Zoos have found a new way of making money.
Before you read this post, I want you to seriously consider the answer to this question: how much would you pay for a piece of artwork created by an animal? $25? $250? Would you want the original art, or would you be happy with a reproduction?
Zoos are asking themselves the same questions, because getting the answers right could mean bringing in much-needed extra money. As the Washington Post reports:
Usually the caretaker selects the colors, manipulates the paper so that the brushstrokes fill the page instead of smearing into muddiness, and decides when the piece is done. Occasionally, the publicity department even gets into the act, deciding what color schemes will sell best. Occasionally, the animal selects the colors, as does Toba the Orangutan at the Oklahoma City Zoo, and sometimes the animal refuses — despite entreaties — to add another stroke, as Congo [the chimpanzee] reportedly did. Yet despite this control, paintings by animals are always an ironic reminder of their captivity, because no animal paints in the wild.

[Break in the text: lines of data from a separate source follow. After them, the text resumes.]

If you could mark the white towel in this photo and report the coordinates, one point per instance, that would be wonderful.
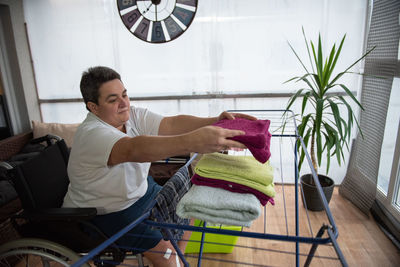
(216, 205)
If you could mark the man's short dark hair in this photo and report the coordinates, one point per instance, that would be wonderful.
(91, 81)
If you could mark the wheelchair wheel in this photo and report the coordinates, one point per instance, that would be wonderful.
(36, 252)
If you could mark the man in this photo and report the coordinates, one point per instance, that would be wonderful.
(111, 156)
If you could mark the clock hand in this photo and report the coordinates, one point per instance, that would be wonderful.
(148, 8)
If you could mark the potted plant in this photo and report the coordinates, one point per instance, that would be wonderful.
(322, 125)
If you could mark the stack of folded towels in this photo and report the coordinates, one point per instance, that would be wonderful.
(228, 189)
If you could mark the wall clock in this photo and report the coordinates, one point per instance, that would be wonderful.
(157, 21)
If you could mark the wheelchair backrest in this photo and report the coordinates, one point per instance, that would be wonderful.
(42, 181)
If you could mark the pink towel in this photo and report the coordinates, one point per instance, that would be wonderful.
(257, 138)
(233, 187)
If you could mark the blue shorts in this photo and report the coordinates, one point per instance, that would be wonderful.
(142, 237)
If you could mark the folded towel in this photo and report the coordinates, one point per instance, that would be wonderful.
(216, 205)
(243, 170)
(233, 187)
(167, 199)
(257, 138)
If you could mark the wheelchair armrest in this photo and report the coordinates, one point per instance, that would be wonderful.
(63, 214)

Okay, I have to quibble with you there, WaPo. Yes, no animal paints in the wild, but that’s just because they don’t have paint and brushes and canvases. Animals in the wild do make art, in the sense that they use materials in decorative ways. They also sing and dance, and use natural items both as clothing and as makeup:
But back to the topic at hand. If you follow that WaPo link back, you can see a video of animals painting—or, in the case of the naked mole rats, running across a canvas with paint on their naked mole rat feet. (It’s adorbs.)
So. How much would you pay for a naked mole rat painting? Or a painting by a (gotta make the pun) trained seal?

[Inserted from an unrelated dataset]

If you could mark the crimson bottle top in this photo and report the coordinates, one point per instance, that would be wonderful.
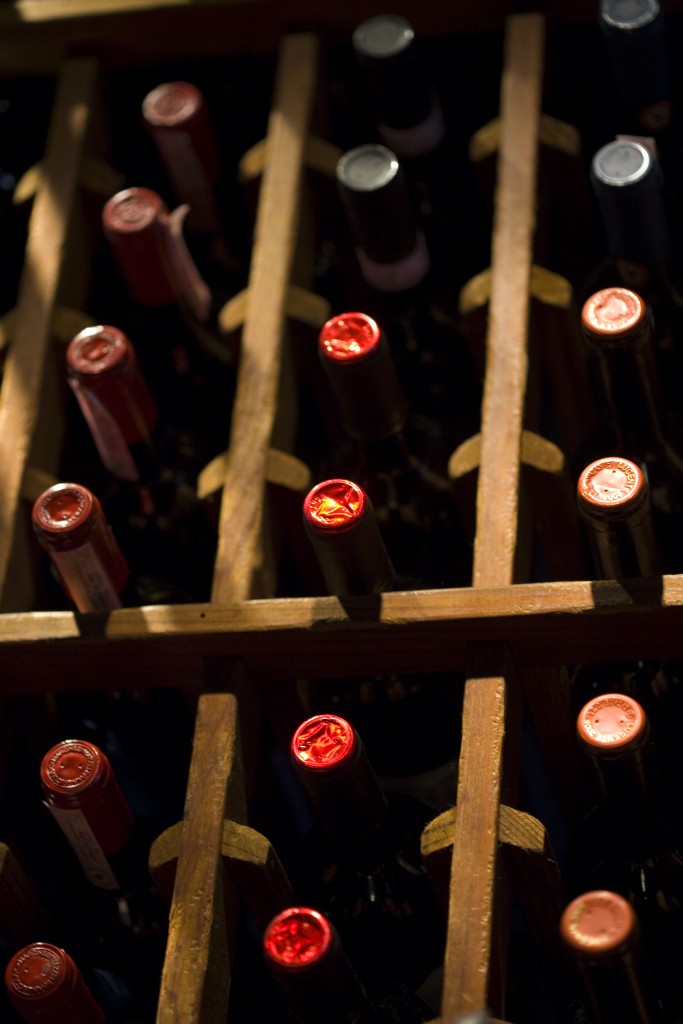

Paintings by cheetahs, penguins and other species at the St. Louis Zoo go for up to $100 each; Houston Zoo animal paintings command $250 each. But the revenue can be significant. Paintings by brush-wielding seals at the Virginia Aquarium, for example, generated $15,000 in less than two years from gift shop sales in 2007. For a nonprofit organization, every thousand dollars counts, and art by animals can be an important source of income.
I looked at a number of zoos to see if they were selling prints in addition to original artwork, but nearly every zoo I researched emphasized that it was selling original, one-of-a-kind pieces—and some of these pieces start as low as $20. This might be because animals, unlike some artists, can make multiple paintings every day, so the zoo always has a fresh set of stock.

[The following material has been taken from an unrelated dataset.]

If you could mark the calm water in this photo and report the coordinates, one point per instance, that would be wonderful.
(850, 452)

Zoos also offer animal art packages for patrons who want a little extra; the Cincinnati Zoo lets you choose the paint colors the animal receives, and the Indianapolis Zoo lets you meet an animal and watch it paint something just for you.
Is there any downside to this? Animals get to play with paint, zoos make money, and people get to take home a unique work of art. Sure, the whole “it’s time to apply paint to your feet again, penguin, let’s churn out some masterpieces” aspect could be off-putting, but if the animals enjoy it… is it a win-win for everyone?